The narrator talks about people devoting themselves to a cause, such as the young students at the tennis academy:
Some persons can give themselves away to an ambitious pursuit and have that be all the giving-themselves-away-to-something they need to do. Though sometimes this changes as the players get older and the pursuit more stress-fraught. American experience seems to suggest that people are virtually unlimited in their need to give themselves away, on various levels. ...This theme ties in with Wallace's 2005 Kenyon Commencement Speech ("This Is Water") in which he stresses the importance of choosing what we pay attention to.
Like most North Americans of his generation, Hal tends to know way less about why he feels certain ways about the objects and pursuits he's devoted to than he does about the objects and pursuits themselves. It's hard to say for sure whether this is even exceptionally bad, this tendency. (53-54)
Don Gately, an oral narcotics addict and "a more or less professional burglar ... the size of a young dinosaur, with a massive and almost perfectly square head", accidentally kills Guillaume DuPlessis (a "meek-looking Canadian-terrorism-coordinator") while robbing his Brookline, Massachusetts, home. Because this burglary resulted in a death, it comes under greater scrutiny and a certain "remorseless Revere A.D.A." sees evidence of Gately's signature M.O. re killing power to the house - and is quietly biding his time. Gately doesn't know it yet, but he is "in the sort of a hell of a deep-shit mess than can turn a man's life right around". Endnotes 13 and 16 are perfect examples of a reader getting "extra" info outside the main text, as we learn that Gately's associate in this break-in was Trent "Quo Vadis" Kite.

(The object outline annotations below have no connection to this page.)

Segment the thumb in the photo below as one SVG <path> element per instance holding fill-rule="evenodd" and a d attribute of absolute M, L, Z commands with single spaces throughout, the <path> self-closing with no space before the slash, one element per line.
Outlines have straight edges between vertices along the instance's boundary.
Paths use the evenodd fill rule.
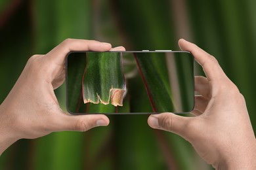
<path fill-rule="evenodd" d="M 93 128 L 107 126 L 110 123 L 108 117 L 104 114 L 70 115 L 61 114 L 53 120 L 53 131 L 85 131 Z"/>
<path fill-rule="evenodd" d="M 152 128 L 173 132 L 184 137 L 190 118 L 171 112 L 164 112 L 151 114 L 148 119 L 148 123 Z"/>

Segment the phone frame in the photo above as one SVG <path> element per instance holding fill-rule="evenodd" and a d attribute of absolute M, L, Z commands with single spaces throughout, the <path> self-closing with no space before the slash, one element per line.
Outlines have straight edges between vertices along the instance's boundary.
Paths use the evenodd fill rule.
<path fill-rule="evenodd" d="M 68 58 L 70 56 L 70 54 L 72 53 L 79 53 L 79 52 L 122 52 L 122 53 L 134 53 L 134 52 L 171 52 L 171 53 L 189 53 L 190 54 L 191 56 L 193 58 L 193 65 L 194 65 L 195 63 L 195 59 L 192 54 L 190 52 L 188 51 L 173 51 L 173 50 L 142 50 L 142 51 L 104 51 L 104 52 L 98 52 L 98 51 L 70 51 L 69 52 L 66 56 L 66 61 L 65 61 L 65 68 L 66 68 L 66 109 L 67 111 L 72 115 L 87 115 L 87 114 L 106 114 L 106 115 L 112 115 L 112 114 L 160 114 L 161 112 L 108 112 L 108 113 L 97 113 L 97 112 L 89 112 L 89 113 L 74 113 L 73 112 L 71 112 L 68 107 Z M 193 66 L 193 70 L 192 70 L 192 73 L 194 76 L 195 76 L 194 75 L 194 66 Z M 191 109 L 191 110 L 188 111 L 188 112 L 171 112 L 173 114 L 188 114 L 190 113 L 191 111 L 192 111 L 194 109 L 195 107 L 195 82 L 194 82 L 194 78 L 193 78 L 193 84 L 194 84 L 194 100 L 193 100 L 193 107 Z"/>

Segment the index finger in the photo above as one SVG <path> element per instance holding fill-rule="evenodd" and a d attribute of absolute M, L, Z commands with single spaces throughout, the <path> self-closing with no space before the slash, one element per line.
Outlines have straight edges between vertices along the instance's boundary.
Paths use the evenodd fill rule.
<path fill-rule="evenodd" d="M 71 51 L 108 51 L 111 44 L 94 40 L 68 39 L 46 55 L 46 60 L 58 65 L 64 64 L 66 54 Z"/>
<path fill-rule="evenodd" d="M 184 39 L 179 41 L 179 45 L 181 50 L 188 51 L 195 58 L 195 60 L 202 65 L 209 80 L 220 80 L 226 78 L 225 73 L 221 69 L 217 60 L 195 44 Z"/>

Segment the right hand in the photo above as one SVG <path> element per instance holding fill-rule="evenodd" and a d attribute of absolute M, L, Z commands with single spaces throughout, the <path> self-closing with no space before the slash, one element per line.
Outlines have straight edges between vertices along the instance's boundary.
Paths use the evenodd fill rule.
<path fill-rule="evenodd" d="M 256 169 L 256 141 L 245 99 L 217 60 L 194 44 L 179 41 L 190 52 L 207 77 L 195 77 L 195 117 L 171 113 L 151 115 L 153 128 L 173 132 L 189 141 L 198 154 L 221 169 Z"/>

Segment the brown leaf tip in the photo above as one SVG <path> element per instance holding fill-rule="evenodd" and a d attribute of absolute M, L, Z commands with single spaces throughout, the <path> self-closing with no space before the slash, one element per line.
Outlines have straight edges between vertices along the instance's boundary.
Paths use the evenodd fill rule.
<path fill-rule="evenodd" d="M 112 89 L 110 91 L 111 104 L 116 106 L 123 106 L 123 99 L 125 90 Z"/>

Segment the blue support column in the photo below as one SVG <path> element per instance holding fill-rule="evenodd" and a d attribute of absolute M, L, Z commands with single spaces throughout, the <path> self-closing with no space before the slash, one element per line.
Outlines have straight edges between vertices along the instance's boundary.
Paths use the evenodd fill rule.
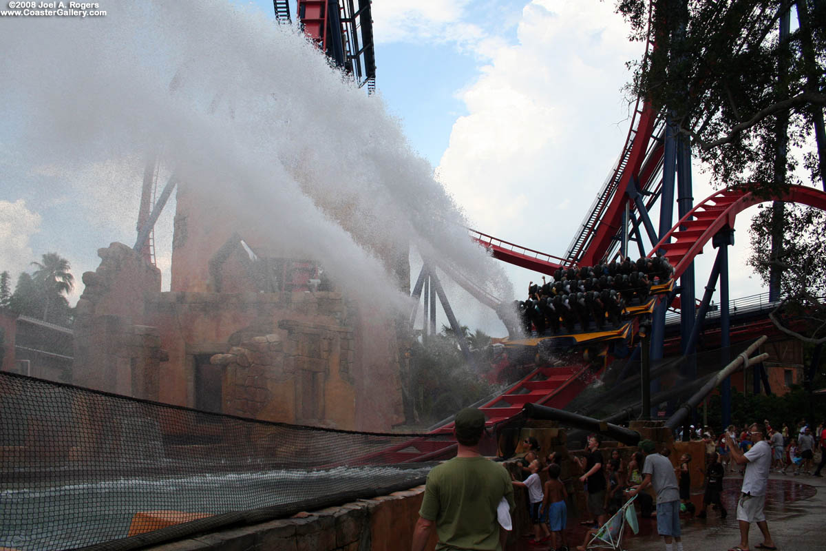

Finally, the colour blue is mentioned many times in this week's reading and throughout the novel and I would have guessed that blue was the most common colour mentioned in the book, but, apparently, it's not. Corrie Baldauf has gone through Infinite Jest several times, marking each instance of colour with a similarly-coloured tab. You can listen to an interview with her on The Great Concavity, a podcast devoted to all things Wallace. Also, Baldauf contributed a guest post ("How To Read Infinite Jest") to the PYS project.
1 comment:
As much as I love this novel - and it is my favourite book of all-time - I am not a big fan of the opening. I am not sure why. Maybe because it lacks the hyper-descriptiveness of so much of the novel and Hal's inner thoughts don't quite have that "brain voice" that I associate with many sections of the book (Erdedy in our reading this week, Gately later on).